Айрис и без рассказа миссис Пайк обратила внимание, как мало было фотографий в альбомах. Но почему? Очередная странность леди Клементины или нечто, имевшее под собой причины?
Как будто она боялась оставить следы после себя. Любые иные следы кроме книг.
После ужина, за которым все вели себя удивительно доброжелательно и прилично, Айрис вышла на улицу. Там, где кончались цветники, деревья парка стояли, как чёрная стена, но небо над ними, над куполом оранжереи было того невероятного, ослепительно синего цвета, который появляется после захода солнца.

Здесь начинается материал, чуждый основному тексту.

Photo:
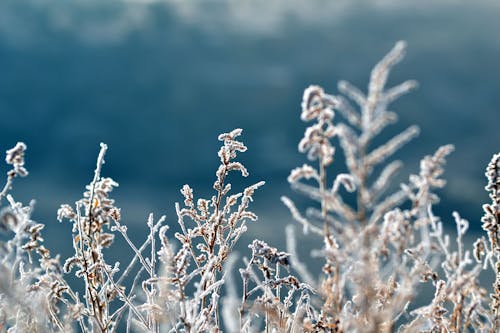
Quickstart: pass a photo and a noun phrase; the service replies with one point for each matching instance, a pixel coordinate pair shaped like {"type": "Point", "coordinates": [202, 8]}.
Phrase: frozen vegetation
{"type": "Point", "coordinates": [381, 245]}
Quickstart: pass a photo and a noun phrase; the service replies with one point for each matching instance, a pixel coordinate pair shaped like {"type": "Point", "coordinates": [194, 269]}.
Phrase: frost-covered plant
{"type": "Point", "coordinates": [382, 244]}
{"type": "Point", "coordinates": [377, 252]}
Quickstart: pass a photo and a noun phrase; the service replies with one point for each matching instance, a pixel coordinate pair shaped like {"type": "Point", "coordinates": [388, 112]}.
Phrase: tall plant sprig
{"type": "Point", "coordinates": [216, 226]}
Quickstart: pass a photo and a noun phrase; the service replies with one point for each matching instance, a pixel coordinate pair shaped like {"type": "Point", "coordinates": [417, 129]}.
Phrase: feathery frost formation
{"type": "Point", "coordinates": [382, 245]}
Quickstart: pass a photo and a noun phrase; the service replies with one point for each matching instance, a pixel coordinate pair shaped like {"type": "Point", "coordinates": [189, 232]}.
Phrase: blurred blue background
{"type": "Point", "coordinates": [159, 80]}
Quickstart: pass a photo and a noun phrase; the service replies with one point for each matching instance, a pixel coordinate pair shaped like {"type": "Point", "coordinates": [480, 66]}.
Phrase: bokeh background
{"type": "Point", "coordinates": [159, 80]}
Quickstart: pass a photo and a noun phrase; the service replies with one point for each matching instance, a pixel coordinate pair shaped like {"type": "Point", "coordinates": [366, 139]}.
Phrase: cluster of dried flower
{"type": "Point", "coordinates": [380, 249]}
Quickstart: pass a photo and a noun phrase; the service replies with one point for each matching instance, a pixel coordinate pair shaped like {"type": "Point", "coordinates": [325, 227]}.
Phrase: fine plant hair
{"type": "Point", "coordinates": [382, 244]}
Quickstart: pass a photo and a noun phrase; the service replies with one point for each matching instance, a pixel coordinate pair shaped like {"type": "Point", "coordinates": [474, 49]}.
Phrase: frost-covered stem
{"type": "Point", "coordinates": [89, 290]}
{"type": "Point", "coordinates": [324, 207]}
{"type": "Point", "coordinates": [8, 185]}
{"type": "Point", "coordinates": [361, 207]}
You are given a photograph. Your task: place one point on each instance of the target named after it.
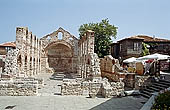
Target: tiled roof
(146, 38)
(8, 44)
(152, 39)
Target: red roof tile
(8, 44)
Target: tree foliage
(103, 35)
(145, 50)
(162, 102)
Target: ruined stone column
(32, 55)
(21, 33)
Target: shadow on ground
(124, 103)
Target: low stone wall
(18, 88)
(92, 89)
(141, 81)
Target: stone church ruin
(54, 53)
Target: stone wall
(29, 52)
(101, 87)
(18, 88)
(142, 81)
(111, 69)
(11, 67)
(61, 54)
(89, 63)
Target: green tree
(103, 35)
(145, 50)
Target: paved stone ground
(50, 99)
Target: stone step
(153, 88)
(145, 95)
(158, 87)
(146, 92)
(149, 90)
(161, 84)
(166, 81)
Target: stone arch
(60, 56)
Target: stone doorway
(60, 57)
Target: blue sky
(132, 17)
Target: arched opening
(25, 64)
(60, 57)
(60, 35)
(19, 62)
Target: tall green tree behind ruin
(104, 32)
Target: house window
(136, 46)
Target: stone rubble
(103, 87)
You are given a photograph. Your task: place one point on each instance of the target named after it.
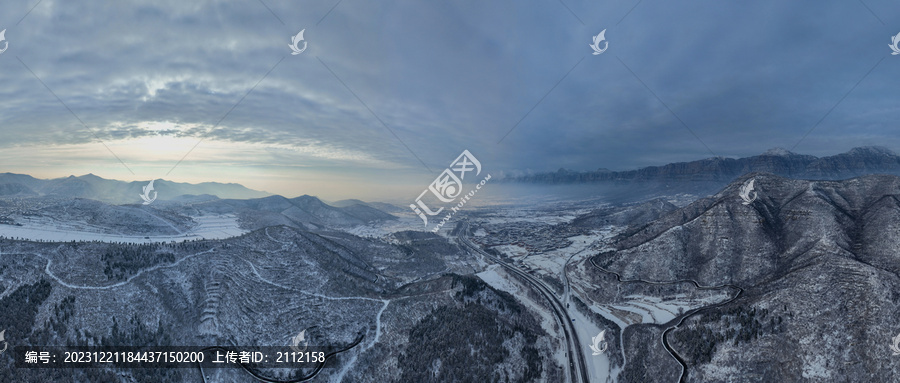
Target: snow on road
(495, 276)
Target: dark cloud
(447, 76)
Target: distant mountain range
(116, 207)
(707, 176)
(856, 162)
(117, 192)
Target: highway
(577, 367)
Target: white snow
(492, 276)
(209, 227)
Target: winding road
(680, 320)
(577, 369)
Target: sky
(388, 93)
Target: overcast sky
(388, 93)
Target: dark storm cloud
(447, 76)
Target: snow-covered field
(494, 276)
(381, 229)
(597, 365)
(209, 227)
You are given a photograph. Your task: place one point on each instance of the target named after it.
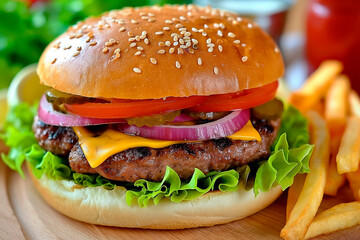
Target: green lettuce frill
(290, 156)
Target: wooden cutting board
(25, 215)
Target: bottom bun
(96, 205)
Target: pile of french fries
(333, 111)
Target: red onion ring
(220, 128)
(48, 115)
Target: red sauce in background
(333, 32)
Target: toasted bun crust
(109, 208)
(136, 54)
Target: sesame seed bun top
(156, 52)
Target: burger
(162, 118)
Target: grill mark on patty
(147, 163)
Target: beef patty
(150, 164)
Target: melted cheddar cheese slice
(98, 148)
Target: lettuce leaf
(290, 156)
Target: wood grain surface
(25, 215)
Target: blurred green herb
(25, 31)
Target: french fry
(354, 101)
(349, 152)
(313, 190)
(354, 182)
(333, 180)
(337, 218)
(294, 193)
(336, 106)
(316, 86)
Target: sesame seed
(153, 61)
(137, 70)
(117, 56)
(230, 34)
(161, 51)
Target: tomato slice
(125, 108)
(240, 100)
(133, 108)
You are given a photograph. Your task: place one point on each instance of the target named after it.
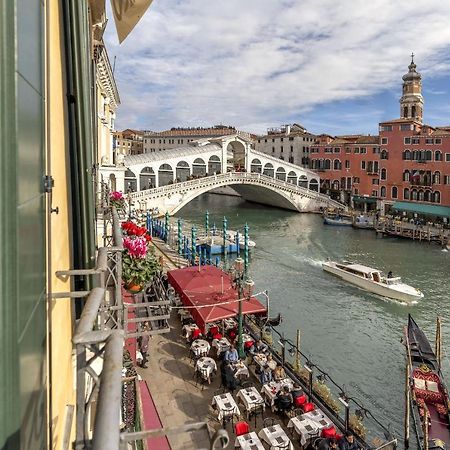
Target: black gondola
(428, 396)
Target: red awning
(207, 287)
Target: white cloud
(260, 62)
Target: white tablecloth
(206, 365)
(275, 437)
(249, 441)
(318, 416)
(304, 427)
(251, 398)
(200, 347)
(271, 389)
(222, 345)
(225, 402)
(188, 329)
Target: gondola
(427, 396)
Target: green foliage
(140, 270)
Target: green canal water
(351, 334)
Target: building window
(394, 192)
(437, 178)
(406, 194)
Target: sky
(333, 66)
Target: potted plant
(139, 263)
(117, 199)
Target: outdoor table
(200, 347)
(229, 324)
(222, 345)
(271, 389)
(188, 329)
(276, 437)
(206, 366)
(304, 427)
(249, 441)
(241, 370)
(318, 416)
(225, 403)
(251, 399)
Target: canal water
(351, 334)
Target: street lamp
(244, 288)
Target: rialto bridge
(170, 179)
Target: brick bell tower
(411, 103)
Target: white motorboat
(372, 280)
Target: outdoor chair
(241, 428)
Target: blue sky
(333, 66)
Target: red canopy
(207, 287)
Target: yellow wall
(62, 392)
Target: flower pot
(133, 288)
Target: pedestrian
(143, 346)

Айрис услышала, как стукнула у неё за спиной дверь, а затем послышался глухой, солидный «вуф!» Наггета. Она обернулась. От дома шёл сэр Дэвид.

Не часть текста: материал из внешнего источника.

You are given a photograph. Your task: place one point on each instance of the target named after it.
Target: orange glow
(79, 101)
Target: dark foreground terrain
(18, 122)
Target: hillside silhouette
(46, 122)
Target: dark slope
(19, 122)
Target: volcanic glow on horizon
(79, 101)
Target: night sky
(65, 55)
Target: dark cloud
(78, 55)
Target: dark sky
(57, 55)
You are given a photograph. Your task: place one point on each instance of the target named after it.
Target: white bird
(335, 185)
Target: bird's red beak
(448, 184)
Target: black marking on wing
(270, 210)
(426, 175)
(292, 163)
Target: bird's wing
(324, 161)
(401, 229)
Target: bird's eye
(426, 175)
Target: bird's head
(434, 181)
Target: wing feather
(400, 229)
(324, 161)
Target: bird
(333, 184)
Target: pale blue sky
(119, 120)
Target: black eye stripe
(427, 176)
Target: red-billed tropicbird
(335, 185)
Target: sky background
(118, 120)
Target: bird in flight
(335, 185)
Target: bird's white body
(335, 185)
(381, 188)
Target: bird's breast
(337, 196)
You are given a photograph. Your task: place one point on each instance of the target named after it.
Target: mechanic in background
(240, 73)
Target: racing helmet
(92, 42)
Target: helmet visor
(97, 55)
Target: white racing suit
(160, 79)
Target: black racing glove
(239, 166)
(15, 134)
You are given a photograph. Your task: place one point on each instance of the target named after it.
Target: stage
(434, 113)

— Тоже решили прогуляться? — спросила Айрис.
— Вообще-то нет. Я увидел, как кто-то ходит по саду. У вас тёмный плащ, похож на мужской… Я решил проверить.
— Это же опасно! А если бы это был на самом деле злоумышленник?

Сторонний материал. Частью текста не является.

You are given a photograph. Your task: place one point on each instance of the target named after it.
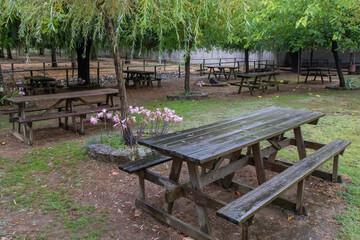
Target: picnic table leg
(276, 83)
(174, 175)
(307, 75)
(322, 78)
(226, 182)
(203, 217)
(249, 86)
(301, 185)
(245, 233)
(259, 164)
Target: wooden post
(98, 73)
(67, 77)
(335, 168)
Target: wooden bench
(142, 164)
(11, 111)
(242, 210)
(81, 113)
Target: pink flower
(116, 118)
(93, 120)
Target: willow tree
(42, 17)
(331, 24)
(187, 25)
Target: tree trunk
(337, 63)
(2, 55)
(8, 50)
(83, 60)
(247, 69)
(124, 108)
(53, 57)
(294, 61)
(93, 53)
(187, 68)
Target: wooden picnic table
(318, 71)
(221, 71)
(40, 83)
(70, 110)
(140, 77)
(209, 147)
(258, 81)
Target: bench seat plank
(144, 163)
(35, 118)
(246, 206)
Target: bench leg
(174, 175)
(300, 197)
(335, 168)
(82, 132)
(142, 194)
(203, 217)
(259, 164)
(245, 233)
(31, 134)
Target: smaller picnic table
(318, 71)
(40, 83)
(70, 110)
(221, 71)
(140, 77)
(257, 82)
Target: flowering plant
(17, 93)
(135, 126)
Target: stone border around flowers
(191, 96)
(336, 87)
(105, 153)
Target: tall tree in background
(187, 25)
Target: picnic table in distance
(38, 83)
(222, 71)
(141, 78)
(319, 71)
(66, 103)
(208, 146)
(258, 81)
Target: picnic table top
(65, 95)
(39, 78)
(317, 68)
(139, 71)
(257, 74)
(218, 139)
(219, 66)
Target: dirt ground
(105, 187)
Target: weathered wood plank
(246, 206)
(172, 221)
(147, 162)
(205, 150)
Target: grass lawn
(23, 181)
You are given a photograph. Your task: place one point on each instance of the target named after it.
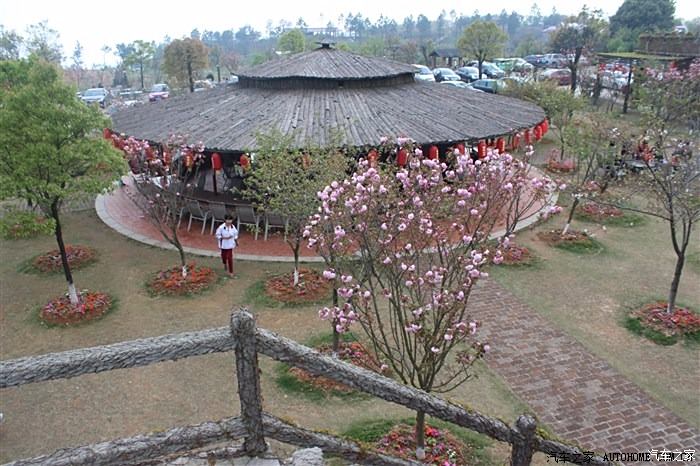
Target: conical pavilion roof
(320, 95)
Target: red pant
(227, 259)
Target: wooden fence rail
(253, 425)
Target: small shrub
(171, 282)
(78, 257)
(61, 311)
(18, 224)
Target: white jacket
(227, 236)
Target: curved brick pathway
(577, 394)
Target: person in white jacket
(227, 236)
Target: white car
(423, 74)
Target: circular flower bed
(78, 257)
(663, 327)
(573, 241)
(171, 282)
(517, 255)
(312, 287)
(353, 352)
(61, 311)
(441, 447)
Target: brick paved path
(577, 394)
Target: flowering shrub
(17, 224)
(91, 305)
(441, 447)
(171, 282)
(78, 256)
(680, 322)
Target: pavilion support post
(248, 376)
(523, 444)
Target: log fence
(253, 426)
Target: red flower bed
(78, 257)
(680, 322)
(599, 212)
(60, 311)
(171, 282)
(516, 255)
(312, 287)
(352, 352)
(441, 447)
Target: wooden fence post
(248, 375)
(523, 443)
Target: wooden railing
(254, 425)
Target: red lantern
(216, 161)
(433, 152)
(501, 145)
(244, 161)
(481, 149)
(516, 141)
(538, 132)
(402, 157)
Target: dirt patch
(171, 282)
(354, 353)
(61, 311)
(78, 257)
(312, 287)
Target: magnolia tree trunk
(72, 293)
(420, 435)
(571, 217)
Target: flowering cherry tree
(409, 244)
(164, 175)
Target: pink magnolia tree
(164, 175)
(405, 248)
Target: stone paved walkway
(572, 391)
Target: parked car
(423, 74)
(561, 76)
(535, 60)
(488, 85)
(445, 74)
(159, 92)
(554, 60)
(510, 65)
(96, 95)
(489, 69)
(468, 73)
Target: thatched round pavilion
(326, 93)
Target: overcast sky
(96, 23)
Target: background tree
(292, 41)
(44, 42)
(50, 144)
(285, 180)
(482, 40)
(140, 54)
(77, 59)
(580, 33)
(419, 239)
(10, 44)
(184, 58)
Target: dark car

— Я узнал вас, когда открыл дверь.
Наггет плюхнулся на землю у ног Дэвида — прямо на холодный гравий.
— Думаю, вам не стоит гулять одной в темноте, мисс Бирн, — сказал Дэвид.
— Сейчас ещё не темно, — Айрис указала на светящийся синий над их головами.
— Люблю это время суток.
— Синий час… Красиво, но тревожно.
— Мне тоже тревожно, мисс Бирн, поэтому я и прошу не выходить одной.
— Можно просто Айрис, — улыбнулась она. — Но я б и не ушла далеко. Мне самой было страшновато даже до качелей дойти.
— Пойдёмте вместе, Айрис.
Она обратила внимание на то, что он не предложил называть его просто Дэвидом в ответ.
Они дошли до качелей, и Айрис села на ширкокое сиденье. Хорошо смазанные, они качались абсолютно беззвучно. Сэр Дэвид, немного подумав, сел рядом.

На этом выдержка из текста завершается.